Когда Белокопытов услышал «поляк фальшивый», его торчащие в стороны рыжые усы, недоуменно задрожали – это Белокопытов задвигал ртом из стороны в сторону. Он выпил, а потом спросил Быстрякова:

– Почему «поляк фальшивый»?

Все, кто был знаком с Белокопытовым, знали, что он потомок польских аристократов Потоцких. Я предполагал, что эту легенду он придумал в конце семидесятых, когда в семнадцать лет приехал в Москву. Но, надо признать, легенде он держался стойко – никакой «полиграф» его бы не вывел на чистую воду. Он уже сам давно верил в то, во что говорил. И помогала ему в этом его тайна, о которой никто из его друзей не знал. Он был шизофреник. Из-за этого его не взяли в армию, хотя иногда он туманно рассказывал о каком-то диссидентском прошлом. До знакомства со мной он пробовал туманно рассказывать о своем тюремном прошлом, которое ясно-понятно вытекало из прошлого диссидентского, но перестал, когда «спалился» на первом же вопросе Я.:

– А во сколько в тюрьме подъем? – спросил Я., никогда до этого не говоривший Белокопытову, что он отбывал.

– Подьем? – переспросил Белокопытов, всегда так делавший, когда точный ответ ему был неизвестен.– В восемь.

Я. указал ему на ошибку. Белокопытов больше никогда не говорил никому о своем тюремном прошлом. И это было понятно. Разбирающихся в тюремном распорядке в России немного больше, чем в польской, допустим, геральдике.

В ней даже поэтесса, кумир шестидесятых, Гелла Губайдулина не очень разбиралась, в отличие от стихов, как-то упомянув в одном из своих редких телевизионных интервью девяностых годов на канале «НТВ», что к ней в начале восьмидесятых приходил юноша, потомок князей Потоцких, и читал ей свои замечательные стихи. Белокопытов действительно рассказывал, как он приходил к Губайдулиной, но было это в конце восьмидесятых, когда ему было уже тридцать. То, что в интервью она называла его юношей, ему понравилось. Но то, что потомком князей Потоцких – тем более.

Выглядел Белокопытов не очень презентабельно: маленький, плешивый, с черными остатками зубов. Некоторые стихи у Белокопытова были почти гениальными, лучше, чем у Блудова, но сам он был абсолютно бесталанным человеком, чему, во многом, поспособствовала водка.

– Почему «поляк фальшивый»? – спросил Белокопытов у Быстрякова.

– Потому, что какой он поляк? Глотник этот, – как бы пояснил Быстряков. – Вот, тот, что с Тайсоном – поляк. А этот нет.

Никто, кроме меня не понял, о чем говорит Быстряков. А говорил он о боксере, которого примерно два года назад победил Майк Тайсон.

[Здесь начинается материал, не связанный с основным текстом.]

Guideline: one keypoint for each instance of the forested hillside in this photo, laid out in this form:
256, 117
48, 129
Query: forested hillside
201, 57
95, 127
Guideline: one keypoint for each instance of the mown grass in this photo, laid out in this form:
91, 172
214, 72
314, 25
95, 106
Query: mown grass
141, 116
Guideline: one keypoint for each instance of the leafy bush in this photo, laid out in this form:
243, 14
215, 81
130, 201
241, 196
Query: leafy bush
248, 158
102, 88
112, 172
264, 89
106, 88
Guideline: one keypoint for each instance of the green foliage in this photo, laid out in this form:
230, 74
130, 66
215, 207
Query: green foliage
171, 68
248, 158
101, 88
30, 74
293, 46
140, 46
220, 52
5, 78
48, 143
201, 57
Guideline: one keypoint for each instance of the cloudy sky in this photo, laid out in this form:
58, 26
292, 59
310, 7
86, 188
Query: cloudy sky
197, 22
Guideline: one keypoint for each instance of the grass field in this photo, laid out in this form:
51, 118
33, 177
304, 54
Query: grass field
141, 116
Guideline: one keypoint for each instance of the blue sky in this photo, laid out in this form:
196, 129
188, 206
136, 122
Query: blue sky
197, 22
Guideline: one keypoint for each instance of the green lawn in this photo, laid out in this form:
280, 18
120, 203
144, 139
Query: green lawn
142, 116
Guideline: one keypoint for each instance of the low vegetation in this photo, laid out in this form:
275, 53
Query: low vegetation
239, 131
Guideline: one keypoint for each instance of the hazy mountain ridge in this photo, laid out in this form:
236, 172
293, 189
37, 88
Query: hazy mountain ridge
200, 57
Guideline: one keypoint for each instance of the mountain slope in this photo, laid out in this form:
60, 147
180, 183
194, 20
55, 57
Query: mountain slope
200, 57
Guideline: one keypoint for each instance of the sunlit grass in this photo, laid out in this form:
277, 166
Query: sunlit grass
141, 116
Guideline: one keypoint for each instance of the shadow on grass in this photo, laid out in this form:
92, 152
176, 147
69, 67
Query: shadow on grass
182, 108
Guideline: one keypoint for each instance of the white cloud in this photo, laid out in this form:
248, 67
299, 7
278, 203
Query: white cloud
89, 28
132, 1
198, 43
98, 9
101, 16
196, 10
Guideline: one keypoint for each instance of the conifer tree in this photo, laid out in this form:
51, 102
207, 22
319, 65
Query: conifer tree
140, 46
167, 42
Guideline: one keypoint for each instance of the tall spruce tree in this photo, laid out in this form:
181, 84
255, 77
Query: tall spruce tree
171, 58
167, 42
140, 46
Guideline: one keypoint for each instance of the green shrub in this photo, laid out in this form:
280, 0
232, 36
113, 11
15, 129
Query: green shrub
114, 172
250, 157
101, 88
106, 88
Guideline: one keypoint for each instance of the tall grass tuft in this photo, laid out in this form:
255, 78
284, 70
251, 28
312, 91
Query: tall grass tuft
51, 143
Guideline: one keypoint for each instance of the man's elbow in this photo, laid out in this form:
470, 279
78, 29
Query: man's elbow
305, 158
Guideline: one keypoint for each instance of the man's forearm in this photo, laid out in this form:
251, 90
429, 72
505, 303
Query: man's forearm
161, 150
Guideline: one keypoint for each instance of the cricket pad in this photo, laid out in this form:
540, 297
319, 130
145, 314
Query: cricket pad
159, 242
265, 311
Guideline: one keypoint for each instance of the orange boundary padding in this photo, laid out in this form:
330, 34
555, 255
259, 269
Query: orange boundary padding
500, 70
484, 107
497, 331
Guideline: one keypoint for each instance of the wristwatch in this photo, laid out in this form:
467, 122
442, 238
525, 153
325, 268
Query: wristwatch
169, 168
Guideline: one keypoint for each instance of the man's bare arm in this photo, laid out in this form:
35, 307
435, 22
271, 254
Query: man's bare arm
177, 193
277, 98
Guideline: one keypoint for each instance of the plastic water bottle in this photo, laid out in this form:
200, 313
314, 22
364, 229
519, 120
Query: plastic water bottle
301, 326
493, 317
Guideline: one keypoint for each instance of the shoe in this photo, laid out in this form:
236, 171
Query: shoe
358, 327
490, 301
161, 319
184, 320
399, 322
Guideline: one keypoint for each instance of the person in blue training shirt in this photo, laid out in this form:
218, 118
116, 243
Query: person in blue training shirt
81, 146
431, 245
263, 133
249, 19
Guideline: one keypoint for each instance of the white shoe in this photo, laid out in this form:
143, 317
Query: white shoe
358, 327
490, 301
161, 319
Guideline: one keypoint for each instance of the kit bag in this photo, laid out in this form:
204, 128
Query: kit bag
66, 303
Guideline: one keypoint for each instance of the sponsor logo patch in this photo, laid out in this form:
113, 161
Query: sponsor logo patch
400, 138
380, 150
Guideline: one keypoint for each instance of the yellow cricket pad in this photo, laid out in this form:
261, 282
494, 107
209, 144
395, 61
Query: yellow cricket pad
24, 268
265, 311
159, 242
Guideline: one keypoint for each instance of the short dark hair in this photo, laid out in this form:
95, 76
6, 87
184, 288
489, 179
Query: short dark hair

– Тот, кто с Тайсоном дрался – того Голота зовут. Анджей, кажется, – сказал я.

– Тайсон – сын галстука, что ли? – задумчиво спросил Я., продолжавший, видимо, даже во время застолья повторять в уме английские слова, которые должны были ему пригодиться во время съемок предполагаемого сериала.

Быстряков и Белокопытов недоуменно посмотрели на него.

И тут разговор соскользнул с неправильной ксенофобской дорожки и принял направление этимологическое, почти народное.

– Нет, «тай» тут по-другому пишется, – сказал я. – Вообще, у них есть слово «крэвэт» – это галстук значит. А у поляков есть «кроватка» – это тоже галстук….

Я увлекся. Остальные слушали меня из вежливости, причем Быстряков с некоторым отвращением. Но не долго. Причем, первым перебил меня самый спокойный и молчаливый – Я.

– Это зависит от культуры, – сказал я, имея в виду различия между британским и американским английским, и собираясь продолжить мысль.

– Культур-мультур, понятно, – кивнул он.

– Культур, кстати, по-английски «калчэ», – заметил я не очень довольным голосом.

– А «мультур»? – спросил он.

– Малчэ, – ответил я.

Он и Белокопытов рассмеялись. Быстряков вообще не понял, о чем идет речь. Впрочем, трудно было ждать этого от человека, который однажды сказал, читая выдержки из статей разных изданий, напечатанных на задней обложке какой-то книги, следующее:

– Книга заставляет задуматься над теми вопросами повседневной жизни, которые мы обычно предпочитаем не замечать, – прочитал он. Потом прочитал, что было написано по-русски под этой фразой:

– Ньюс Уик, – и пояснил, – это писатель такой американский.

Это было давно. Он видел меня тогда второй раз в жизни, хотел произвести впечатление. Произвел.

Я вспомнил эту историю, улыбнулся и тут же припомнил кое-что, связанное с журналом. Не «News week», а другом.

– Я в «Новом времени» прочитал, что Арлыка убили в январе, – сказал я.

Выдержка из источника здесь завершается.